阿修羅(伊藤様 60才 愛知県 女性)

 たいへんおもしろく一気に読ませていただきました。
 4分の1くらい読んだころから,読むにつれ何か落ち着かない感じがつきまとい,だんだんに,それが語り手の主体がはっきりしないことによるものだと気付きました。語り手は登場人物以外にいるようでもあり,場所によっては杉本医師と重なるところもあるのですね。一人称で語られてはいず,「杉本は」と第三者扱いになっているのですが,たとえば128頁に2回出てくる「思う」は,誰が思っているのでしょうか・・・。この小説を英訳するとしたら,主語は「I」か「He」か迷うところがたくさんあるだろうな,と思いました。最初は語り手が登場人物でなかったのが,そのうち杉本医師の意識に流れ入ってしまう・・・語り手の解離?

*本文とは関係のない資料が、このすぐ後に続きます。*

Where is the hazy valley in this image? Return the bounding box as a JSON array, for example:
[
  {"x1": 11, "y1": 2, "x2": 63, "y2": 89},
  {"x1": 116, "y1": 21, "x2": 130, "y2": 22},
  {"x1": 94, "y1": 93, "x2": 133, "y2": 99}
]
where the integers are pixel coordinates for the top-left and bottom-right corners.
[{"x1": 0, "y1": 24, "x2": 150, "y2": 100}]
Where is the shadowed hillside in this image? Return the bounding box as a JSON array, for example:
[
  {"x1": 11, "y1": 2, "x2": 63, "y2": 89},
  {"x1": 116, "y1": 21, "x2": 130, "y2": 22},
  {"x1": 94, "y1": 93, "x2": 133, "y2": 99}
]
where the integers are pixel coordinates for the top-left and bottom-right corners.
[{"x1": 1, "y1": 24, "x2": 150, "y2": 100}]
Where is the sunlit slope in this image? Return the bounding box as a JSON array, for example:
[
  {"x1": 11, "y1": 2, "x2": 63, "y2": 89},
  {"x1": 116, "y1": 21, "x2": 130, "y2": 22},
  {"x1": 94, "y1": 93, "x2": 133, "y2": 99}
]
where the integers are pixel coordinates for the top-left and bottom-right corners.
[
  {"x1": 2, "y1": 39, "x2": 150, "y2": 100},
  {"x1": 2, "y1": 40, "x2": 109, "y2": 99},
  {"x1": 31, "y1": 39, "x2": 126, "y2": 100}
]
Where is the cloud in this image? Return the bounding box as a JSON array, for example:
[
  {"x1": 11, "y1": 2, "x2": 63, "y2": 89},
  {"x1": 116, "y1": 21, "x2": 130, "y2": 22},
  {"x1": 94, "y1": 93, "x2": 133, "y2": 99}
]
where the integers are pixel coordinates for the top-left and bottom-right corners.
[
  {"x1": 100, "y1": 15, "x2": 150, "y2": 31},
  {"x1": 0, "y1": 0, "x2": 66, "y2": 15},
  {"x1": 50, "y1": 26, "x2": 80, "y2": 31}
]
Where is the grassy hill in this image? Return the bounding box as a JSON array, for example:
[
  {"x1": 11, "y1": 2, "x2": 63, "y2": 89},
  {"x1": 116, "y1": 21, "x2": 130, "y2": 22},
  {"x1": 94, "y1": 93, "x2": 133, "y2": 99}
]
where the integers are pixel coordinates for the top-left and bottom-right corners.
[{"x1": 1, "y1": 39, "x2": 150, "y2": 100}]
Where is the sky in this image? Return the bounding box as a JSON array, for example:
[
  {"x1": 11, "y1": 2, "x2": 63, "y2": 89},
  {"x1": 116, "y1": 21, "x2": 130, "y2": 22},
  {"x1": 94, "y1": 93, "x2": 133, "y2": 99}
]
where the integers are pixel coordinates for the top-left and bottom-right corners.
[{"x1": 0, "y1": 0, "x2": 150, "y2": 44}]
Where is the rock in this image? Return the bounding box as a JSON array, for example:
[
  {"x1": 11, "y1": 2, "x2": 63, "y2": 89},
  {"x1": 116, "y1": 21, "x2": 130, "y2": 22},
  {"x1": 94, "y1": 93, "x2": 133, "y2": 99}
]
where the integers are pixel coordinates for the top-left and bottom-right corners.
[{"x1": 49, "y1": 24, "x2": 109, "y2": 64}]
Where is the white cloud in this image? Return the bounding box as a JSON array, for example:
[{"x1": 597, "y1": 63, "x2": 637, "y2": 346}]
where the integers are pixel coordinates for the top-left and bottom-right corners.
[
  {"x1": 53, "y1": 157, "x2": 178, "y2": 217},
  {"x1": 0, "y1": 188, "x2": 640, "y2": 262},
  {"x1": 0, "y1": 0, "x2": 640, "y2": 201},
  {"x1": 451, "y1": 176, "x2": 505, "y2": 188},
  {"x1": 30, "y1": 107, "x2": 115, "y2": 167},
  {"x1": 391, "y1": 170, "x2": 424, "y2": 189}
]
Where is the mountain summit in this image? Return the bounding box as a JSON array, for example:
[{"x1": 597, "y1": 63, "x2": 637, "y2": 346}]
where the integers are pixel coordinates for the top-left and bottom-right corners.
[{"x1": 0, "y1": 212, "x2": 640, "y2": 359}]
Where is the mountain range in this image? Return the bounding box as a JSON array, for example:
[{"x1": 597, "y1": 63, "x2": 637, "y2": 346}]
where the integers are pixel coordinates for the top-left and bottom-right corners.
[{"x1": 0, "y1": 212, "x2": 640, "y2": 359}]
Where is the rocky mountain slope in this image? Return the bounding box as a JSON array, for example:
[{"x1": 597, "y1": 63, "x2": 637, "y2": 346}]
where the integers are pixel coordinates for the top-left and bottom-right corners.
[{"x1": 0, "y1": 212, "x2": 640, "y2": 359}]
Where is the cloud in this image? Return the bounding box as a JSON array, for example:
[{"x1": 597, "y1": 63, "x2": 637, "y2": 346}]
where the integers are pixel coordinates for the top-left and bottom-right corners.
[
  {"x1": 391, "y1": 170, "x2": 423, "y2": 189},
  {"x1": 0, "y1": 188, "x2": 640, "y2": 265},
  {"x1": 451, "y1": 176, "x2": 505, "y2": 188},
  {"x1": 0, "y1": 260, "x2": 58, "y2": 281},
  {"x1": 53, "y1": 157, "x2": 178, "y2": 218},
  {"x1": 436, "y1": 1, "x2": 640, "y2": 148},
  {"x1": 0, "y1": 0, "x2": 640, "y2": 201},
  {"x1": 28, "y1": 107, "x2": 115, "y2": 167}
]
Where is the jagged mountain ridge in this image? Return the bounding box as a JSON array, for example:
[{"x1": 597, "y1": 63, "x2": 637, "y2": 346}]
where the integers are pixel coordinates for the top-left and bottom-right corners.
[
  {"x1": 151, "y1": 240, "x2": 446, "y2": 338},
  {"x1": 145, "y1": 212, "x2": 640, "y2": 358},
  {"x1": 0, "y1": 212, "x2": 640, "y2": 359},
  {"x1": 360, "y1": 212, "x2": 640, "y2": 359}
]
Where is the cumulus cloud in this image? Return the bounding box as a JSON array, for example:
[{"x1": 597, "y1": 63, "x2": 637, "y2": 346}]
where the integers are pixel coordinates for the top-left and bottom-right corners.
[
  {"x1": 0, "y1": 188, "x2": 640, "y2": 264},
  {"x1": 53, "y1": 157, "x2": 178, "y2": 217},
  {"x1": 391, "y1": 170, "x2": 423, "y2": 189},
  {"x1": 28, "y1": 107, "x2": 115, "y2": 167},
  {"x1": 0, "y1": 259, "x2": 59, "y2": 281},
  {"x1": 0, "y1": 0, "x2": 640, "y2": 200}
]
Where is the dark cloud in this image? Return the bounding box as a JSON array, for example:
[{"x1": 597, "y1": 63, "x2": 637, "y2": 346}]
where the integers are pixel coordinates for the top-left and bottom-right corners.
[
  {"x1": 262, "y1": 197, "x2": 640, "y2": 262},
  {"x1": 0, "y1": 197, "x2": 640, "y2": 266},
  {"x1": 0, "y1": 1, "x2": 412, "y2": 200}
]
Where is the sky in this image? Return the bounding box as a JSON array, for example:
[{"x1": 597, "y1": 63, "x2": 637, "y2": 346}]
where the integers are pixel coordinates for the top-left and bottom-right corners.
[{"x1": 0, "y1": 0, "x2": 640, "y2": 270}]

 『中陰の花』以後,ほとんどを読ませていただいています。『阿修羅』は名古屋での妙心寺展で著者サイン入りの本を見つけて大喜びで購入し,部屋に飾ってゆっくり取り掛かれる時間ができるのを待ちました。阿修羅像は高校生のころから大好きな像ですからなおさらです。
 ご著書を読ませていただくのをいつもほんとうに楽しみにさせていただいています。ますますのご活躍を念じております。